Kemiskinan struktural, sebenarnya bukan disebabkan potensi sumberdaya alam (SDA) yang kurang, dan tanah yang tidak subur. Melainkan ke-terisolasi-an, dan topografi daerah. Menyebabkan sulitnya pembangunan infrastruktur konvensional. Sehingga desa miskin struktural memerlukan inovasi. Bahkan perlu pemasalan teknologitepat guna pengadaan infrastruktur. Misalnya, yang terpenting, penyediaan listrik (batrei) tenaga surya. Serta jembatan dan jalan “pembuka” isolasi.
Tetapi jatah desa miskin dan tertinggal (pola AA), tidak boleh digunakan untuk pengadaan listrik desa, serta jalan dan jembatan antar-desa. Juga tidak boleh untuk pembangunan sekolah. Jatah AA hanya digunakan untuk pembangunan MCK kelompok, polindes, dan posyandu. Sedangkan infrastruktur lain (jalan, akses pendidikan, dan kesehatan) akan diurus oleh Kementerian terkait.

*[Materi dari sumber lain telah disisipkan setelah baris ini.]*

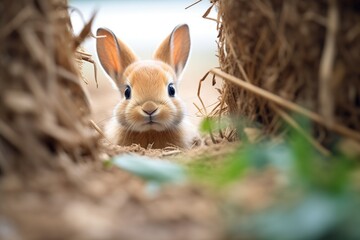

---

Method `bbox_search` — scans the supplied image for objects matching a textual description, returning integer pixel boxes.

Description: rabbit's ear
[96,28,137,87]
[154,24,191,76]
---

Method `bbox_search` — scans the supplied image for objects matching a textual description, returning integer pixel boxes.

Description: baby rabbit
[96,24,198,148]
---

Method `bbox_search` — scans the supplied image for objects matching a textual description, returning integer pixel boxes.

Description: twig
[185,0,202,9]
[319,0,339,124]
[271,104,331,156]
[210,68,360,142]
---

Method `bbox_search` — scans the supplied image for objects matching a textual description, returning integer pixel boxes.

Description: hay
[213,0,360,140]
[0,0,98,175]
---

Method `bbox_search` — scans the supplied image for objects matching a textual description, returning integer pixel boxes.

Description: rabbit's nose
[141,101,158,115]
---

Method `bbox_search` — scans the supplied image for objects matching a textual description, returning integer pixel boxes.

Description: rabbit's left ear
[154,24,191,76]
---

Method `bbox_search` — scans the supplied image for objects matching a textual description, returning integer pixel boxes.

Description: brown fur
[97,25,197,148]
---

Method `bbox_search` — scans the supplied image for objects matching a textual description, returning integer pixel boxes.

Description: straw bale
[213,0,360,137]
[0,0,98,175]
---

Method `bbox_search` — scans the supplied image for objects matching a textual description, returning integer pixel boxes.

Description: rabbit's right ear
[96,28,137,87]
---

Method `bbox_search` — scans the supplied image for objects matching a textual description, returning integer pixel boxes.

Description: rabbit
[96,24,199,149]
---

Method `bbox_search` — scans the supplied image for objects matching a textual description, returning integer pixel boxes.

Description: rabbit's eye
[168,83,175,97]
[124,86,131,99]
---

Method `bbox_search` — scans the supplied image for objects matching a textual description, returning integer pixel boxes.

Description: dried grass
[0,0,99,175]
[208,0,360,140]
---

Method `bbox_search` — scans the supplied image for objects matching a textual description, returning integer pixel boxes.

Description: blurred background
[69,0,219,126]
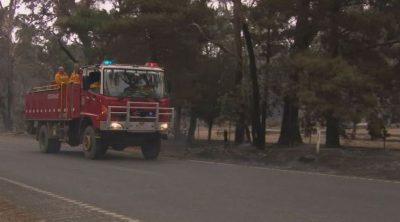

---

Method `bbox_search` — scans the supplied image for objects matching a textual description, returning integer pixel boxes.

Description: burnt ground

Sedangkan pagu ketiga, pola AF, sebesar Rp 12 trilyun, diberikan berdasar jumlah penduduk (berbobot 10%), jumlah penduduk miskin (berbobot 50%), serta indeks kemahalan (berbobot 25%). Lagi-lagi, desa dengan kondisi kemiskinan struktural akan memperoleh jatah lebih besar. Seyogianya, terdapat pendampingan sistemik terhadap alokasi dana desa dengan pola AA dan AF. Pendampingan diperlukan sejak perencanaan sampai evaluasi, sehingga bisa dipastikan ketepatan penggunaan.
Pengelolaan dana besar, niscaya membutuhkan perencanaan (dan pengawasan). Diperlukan aparat desa yang lebih cerdas dan memiliki dedikasi (moralitas) memadai.Perlu perlu pula pendampingan tim anggaran, untuk menghindari kesalahan administrasi penggunaan anggaran, yang berbuntut Pengadilan Tipikor. Jika tidak waspada, akan banyak kepala desa atau perangkat desa mendekam di penjara.